There aren’t enough people who use editors. As a result, there are a lot of unedited wild texts out there. These stories roam the landscape like mutated household pets who have been fused simultaneously with deep-seated emotional problems and power tools. Even if you want to love them, they’ll probably do something awful to you as thanks.
But is it really okay to get your clicks by shitting on those mutants? I would have thought Wired would be above such, but I would have been wrong. Jason Kehe has a blog on Wired in which he invites us to get our jollies by laughing at some authors.
He writes:Is it fair to judge e-books by their terrible covers, or does genius lurk beneath? For the foreseeable future, I’ll regularly be downloading and reviewing a selection of the most eye-catching disasters. Will we find the next Wool, or just the next 50 Shades of Grey? ONLY TIME WILL TELL.

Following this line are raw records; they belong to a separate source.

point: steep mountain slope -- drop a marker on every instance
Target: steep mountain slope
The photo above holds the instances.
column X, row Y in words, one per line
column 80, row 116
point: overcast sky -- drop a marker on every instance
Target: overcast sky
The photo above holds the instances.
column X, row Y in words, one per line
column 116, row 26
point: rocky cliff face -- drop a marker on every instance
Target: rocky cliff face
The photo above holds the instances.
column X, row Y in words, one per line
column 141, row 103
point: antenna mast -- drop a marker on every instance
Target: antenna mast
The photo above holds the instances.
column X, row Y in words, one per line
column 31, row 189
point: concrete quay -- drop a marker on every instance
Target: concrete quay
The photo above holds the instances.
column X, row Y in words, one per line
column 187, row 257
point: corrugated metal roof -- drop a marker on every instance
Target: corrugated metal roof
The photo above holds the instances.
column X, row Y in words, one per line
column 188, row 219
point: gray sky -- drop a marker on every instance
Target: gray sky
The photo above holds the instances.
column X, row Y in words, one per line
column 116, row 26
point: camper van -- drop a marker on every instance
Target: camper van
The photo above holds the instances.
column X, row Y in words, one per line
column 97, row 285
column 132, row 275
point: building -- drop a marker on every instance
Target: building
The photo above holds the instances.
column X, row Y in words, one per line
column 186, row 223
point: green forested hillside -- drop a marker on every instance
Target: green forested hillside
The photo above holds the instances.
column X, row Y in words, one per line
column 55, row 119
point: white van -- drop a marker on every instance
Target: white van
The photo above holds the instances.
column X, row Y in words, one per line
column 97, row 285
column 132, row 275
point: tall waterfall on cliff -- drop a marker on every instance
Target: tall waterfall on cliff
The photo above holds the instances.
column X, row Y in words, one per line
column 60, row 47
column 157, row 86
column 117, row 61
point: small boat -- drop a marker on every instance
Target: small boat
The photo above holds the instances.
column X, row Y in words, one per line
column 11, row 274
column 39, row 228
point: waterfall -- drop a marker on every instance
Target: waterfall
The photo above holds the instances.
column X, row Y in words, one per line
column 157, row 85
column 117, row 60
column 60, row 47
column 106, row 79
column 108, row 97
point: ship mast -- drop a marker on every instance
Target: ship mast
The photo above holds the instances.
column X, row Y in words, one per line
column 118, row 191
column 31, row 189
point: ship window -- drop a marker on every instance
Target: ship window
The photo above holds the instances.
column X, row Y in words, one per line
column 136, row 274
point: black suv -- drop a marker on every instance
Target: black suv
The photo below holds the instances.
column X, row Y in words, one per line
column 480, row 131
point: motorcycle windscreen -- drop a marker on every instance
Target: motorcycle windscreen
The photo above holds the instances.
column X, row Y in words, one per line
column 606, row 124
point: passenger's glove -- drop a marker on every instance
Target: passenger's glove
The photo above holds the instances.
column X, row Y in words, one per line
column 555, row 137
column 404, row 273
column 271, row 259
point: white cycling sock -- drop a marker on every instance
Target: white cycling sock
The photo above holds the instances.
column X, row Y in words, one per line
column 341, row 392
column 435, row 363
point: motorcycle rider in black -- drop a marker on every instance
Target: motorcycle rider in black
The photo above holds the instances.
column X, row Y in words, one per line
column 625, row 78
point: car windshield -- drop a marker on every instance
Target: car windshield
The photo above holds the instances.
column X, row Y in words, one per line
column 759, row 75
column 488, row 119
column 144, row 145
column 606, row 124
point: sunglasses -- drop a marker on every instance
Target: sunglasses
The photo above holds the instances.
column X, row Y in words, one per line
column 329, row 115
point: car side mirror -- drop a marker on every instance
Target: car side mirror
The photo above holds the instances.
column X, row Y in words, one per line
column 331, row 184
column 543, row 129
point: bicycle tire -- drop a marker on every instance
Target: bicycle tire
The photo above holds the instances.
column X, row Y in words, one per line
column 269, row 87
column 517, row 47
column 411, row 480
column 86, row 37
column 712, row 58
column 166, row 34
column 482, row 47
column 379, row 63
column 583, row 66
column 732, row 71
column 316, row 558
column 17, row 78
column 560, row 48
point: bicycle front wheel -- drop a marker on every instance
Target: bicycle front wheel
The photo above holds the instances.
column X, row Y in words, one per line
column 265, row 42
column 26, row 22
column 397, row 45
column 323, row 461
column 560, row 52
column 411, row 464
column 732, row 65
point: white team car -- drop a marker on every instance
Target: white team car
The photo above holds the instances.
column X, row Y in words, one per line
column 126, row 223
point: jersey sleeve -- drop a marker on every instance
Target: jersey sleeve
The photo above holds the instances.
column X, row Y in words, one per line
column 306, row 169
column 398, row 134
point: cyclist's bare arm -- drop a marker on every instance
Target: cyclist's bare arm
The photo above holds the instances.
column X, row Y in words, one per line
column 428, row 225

On the one hand, if you publish a book by any means, you are inviting people to read and interpret your work however they see fit to do so. Mr. Kehe’s within his rights, but this feels a little like a NYC mayor visiting a small town’s council meeting and mocking them for their population.
Would Rolling Stone publish a column in which they select garage musicians’ first albums and pick them apart song by song? I don’t think so. Rolling Stone has had its troubles, certainly, but surely defecating on new artists is beneath them.
Granted, some of these books need work. But we all need work. Writing, like any art form, improves when we’re inclusive. Trading easy jokes for pageviews is disappointing, and I would have thought the magazine “where tomorrow is realized,” might be a little more sensitive to that.